DOWNEY — Mayor Randall R. Barb looked at the crowd of people sitting restlessly in the City Council chamber. Then, focusing his attention on several Los Angeles County officials in the front row, he moved closely to his microphone on the dais.
"To put it very directly to you, we don't want (an insecticide repository) in our community," he told the officials, who are in charge of building a laboratory and warehouse for storing pesticides and other materials on county property on Downey's west side near South Gate. "It's important to us and we are willing to go to great lengths to make sure that it is not here."
The county officials fidgeted a bit. Others in the audience of about 350 cheered, howled and clapped.
If Downey officials and the residents who packed the City Council chamber Tuesday night could have their way, the county's insecticide repository, already under construction, would be moved as far as possible from the city limits.
But the options of city officials and residents appear to be limited.

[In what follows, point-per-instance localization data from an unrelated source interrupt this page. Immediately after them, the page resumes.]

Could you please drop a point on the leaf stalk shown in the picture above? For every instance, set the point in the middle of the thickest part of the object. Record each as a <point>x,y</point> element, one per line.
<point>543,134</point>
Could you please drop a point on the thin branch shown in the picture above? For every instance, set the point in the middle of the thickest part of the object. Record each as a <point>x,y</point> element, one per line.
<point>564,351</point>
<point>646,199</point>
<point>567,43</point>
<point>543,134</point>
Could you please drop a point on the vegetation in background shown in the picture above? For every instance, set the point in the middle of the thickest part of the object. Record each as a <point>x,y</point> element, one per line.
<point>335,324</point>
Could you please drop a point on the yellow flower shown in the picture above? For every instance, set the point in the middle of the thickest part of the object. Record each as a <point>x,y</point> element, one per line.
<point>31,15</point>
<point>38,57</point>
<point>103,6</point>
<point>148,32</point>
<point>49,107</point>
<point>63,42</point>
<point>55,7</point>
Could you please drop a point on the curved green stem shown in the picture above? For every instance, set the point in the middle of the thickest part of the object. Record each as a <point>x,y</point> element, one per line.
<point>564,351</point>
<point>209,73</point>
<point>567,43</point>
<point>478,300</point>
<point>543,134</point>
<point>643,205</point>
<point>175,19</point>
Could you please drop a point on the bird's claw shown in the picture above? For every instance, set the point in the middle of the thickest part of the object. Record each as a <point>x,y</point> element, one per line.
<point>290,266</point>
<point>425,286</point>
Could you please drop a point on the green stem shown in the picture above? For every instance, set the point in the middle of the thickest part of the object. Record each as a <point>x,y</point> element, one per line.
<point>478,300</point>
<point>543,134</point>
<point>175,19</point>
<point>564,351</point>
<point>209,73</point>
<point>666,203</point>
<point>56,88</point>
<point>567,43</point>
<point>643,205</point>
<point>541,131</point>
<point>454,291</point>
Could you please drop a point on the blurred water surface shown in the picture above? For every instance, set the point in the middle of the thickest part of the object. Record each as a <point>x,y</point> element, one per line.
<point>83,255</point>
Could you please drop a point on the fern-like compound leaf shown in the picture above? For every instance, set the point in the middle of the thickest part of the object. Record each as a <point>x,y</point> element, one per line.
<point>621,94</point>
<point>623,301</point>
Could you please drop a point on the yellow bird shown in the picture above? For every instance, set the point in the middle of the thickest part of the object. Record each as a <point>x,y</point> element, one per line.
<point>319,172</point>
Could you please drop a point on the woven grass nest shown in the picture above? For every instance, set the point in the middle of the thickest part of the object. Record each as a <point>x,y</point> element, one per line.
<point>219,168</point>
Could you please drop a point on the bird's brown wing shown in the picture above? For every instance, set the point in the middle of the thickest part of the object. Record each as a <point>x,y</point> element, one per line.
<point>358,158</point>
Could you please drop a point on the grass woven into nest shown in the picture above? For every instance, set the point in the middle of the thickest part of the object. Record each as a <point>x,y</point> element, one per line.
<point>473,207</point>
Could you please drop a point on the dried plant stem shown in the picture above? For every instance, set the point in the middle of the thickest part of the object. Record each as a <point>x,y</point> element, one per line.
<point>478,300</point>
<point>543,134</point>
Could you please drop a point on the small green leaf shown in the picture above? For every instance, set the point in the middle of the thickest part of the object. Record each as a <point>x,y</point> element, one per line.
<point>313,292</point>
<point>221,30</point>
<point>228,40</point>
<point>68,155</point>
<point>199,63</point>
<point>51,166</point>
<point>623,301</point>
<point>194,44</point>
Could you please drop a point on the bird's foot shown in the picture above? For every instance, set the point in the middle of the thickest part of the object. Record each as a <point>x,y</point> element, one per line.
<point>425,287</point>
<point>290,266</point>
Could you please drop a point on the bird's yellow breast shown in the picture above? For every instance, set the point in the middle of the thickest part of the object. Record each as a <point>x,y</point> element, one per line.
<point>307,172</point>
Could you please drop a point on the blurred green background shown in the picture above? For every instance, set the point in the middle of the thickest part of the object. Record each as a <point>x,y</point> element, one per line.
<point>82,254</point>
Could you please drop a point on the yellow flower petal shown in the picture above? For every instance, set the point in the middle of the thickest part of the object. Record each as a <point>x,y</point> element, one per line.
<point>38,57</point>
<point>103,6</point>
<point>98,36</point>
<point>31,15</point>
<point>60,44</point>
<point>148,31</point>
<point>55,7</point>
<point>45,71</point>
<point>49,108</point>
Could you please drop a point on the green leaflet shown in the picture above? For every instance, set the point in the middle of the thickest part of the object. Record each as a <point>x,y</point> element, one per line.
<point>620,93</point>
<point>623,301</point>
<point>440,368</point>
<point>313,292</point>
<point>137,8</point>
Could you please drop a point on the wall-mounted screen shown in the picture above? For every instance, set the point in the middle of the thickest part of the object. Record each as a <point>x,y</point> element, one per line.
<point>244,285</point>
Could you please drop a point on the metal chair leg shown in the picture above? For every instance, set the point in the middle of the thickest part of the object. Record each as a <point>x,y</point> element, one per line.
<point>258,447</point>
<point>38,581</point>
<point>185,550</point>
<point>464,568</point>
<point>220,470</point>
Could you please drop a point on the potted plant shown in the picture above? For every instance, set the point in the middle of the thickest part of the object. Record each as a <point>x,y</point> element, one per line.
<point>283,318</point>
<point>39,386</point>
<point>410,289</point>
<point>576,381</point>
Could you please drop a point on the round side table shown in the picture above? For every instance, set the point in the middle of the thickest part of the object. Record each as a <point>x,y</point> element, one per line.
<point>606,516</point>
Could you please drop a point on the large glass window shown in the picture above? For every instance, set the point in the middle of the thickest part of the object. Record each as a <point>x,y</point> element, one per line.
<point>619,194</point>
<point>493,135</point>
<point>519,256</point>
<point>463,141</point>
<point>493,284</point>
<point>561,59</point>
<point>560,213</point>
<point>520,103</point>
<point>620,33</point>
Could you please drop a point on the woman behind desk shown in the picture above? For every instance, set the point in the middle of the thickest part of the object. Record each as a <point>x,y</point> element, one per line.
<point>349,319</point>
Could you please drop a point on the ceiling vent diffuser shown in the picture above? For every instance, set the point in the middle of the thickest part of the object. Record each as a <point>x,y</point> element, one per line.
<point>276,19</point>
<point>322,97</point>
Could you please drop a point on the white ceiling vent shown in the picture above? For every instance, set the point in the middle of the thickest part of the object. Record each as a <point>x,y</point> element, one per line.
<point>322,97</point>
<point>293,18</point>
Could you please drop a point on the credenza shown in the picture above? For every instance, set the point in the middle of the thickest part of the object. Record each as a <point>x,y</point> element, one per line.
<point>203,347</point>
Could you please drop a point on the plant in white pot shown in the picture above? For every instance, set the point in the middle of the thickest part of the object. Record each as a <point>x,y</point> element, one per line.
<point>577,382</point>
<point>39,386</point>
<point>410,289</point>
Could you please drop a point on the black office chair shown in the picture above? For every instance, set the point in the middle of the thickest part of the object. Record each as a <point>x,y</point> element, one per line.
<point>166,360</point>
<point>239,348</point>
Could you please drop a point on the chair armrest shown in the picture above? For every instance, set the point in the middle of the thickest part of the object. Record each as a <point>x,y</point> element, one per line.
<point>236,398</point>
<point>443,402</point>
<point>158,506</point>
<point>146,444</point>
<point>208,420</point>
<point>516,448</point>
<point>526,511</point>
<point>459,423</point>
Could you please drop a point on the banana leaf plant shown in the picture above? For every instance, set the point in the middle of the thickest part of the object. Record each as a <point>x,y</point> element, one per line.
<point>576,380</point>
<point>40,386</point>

City officials say that they did not realize until about a month ago that the county was building the facility in their city. A draft environmental impact report was submitted to the city in 1987, but city officials say they received no further notification and therefore did not bring it to the attention of the council.
County officials notified the city that the report was certified and that it followed all other legal procedures, said Richard C. Wightman of the office of the Agricultural Commissioner/Department of Weights and Measures, which will use the facility.
Hopeful of Relocation
Barb said after the meeting that he is "hopeful" the county will relocate the project. If not, the city will look for legal ways to try and stop the project, Barb said. Downey officials plan to form a task force to investigate the matter.
South Gate officials also are opposed to the repository at the Downey site. The South Gate City Council passed a resolution Tuesday denouncing the project and asking that it be moved elsewhere.
R.E. (Jim) Abbott, senior deputy director of construction and real estate for the county, said moving the location of the facility would be "a very tough decision." The county already has invested a considerable amount of time and money in the project, he said.
The foundation of the facility, located on a 1.68-acre site near the southwest corner of Imperial Highway and Garfield Avenue, already has been poured and the walls are about to go up.
At this point, county officials are trying to convince the City Council and residents that the facility--which will house thousands of pounds of pesticides, herbicides and ground squirrel poison--will be safe.
"I think in trying to look at it objectively," Abbott told the council, "it's as safe as it can be, given the nature of the facility."
Abbott assured city officials that no hazardous waste would be stored at the facility. He also said the facility's work area will be paved and drainage will be directed into a concrete sump to prevent soil contamination.
In addition, he said, the facility will be built in such a way that fumes during a fire would probably be contained within the facility.
However, Abbott acknowledged that several times a year gas would probably need to be released from the facility, a notion that angered residents.
"I don't want to see anymore children born without legs or arms because we're putting chemicals into the air," one angry resident told the council.
After the meeting, several residents stood outside the chamber talking and holding placards denouncing the repository.
"We're in total outrage," Elizabeth Taormina said. "The county feels confident that they can do whatever they want with their land. They're just thumbing their nose at us."
Taormina said within the past week, she and several other Downey residents have gathered signatures of between 700 and 1,000 people opposed to the project.
"People are angry and fearful," Taormina said. "They are very much afraid."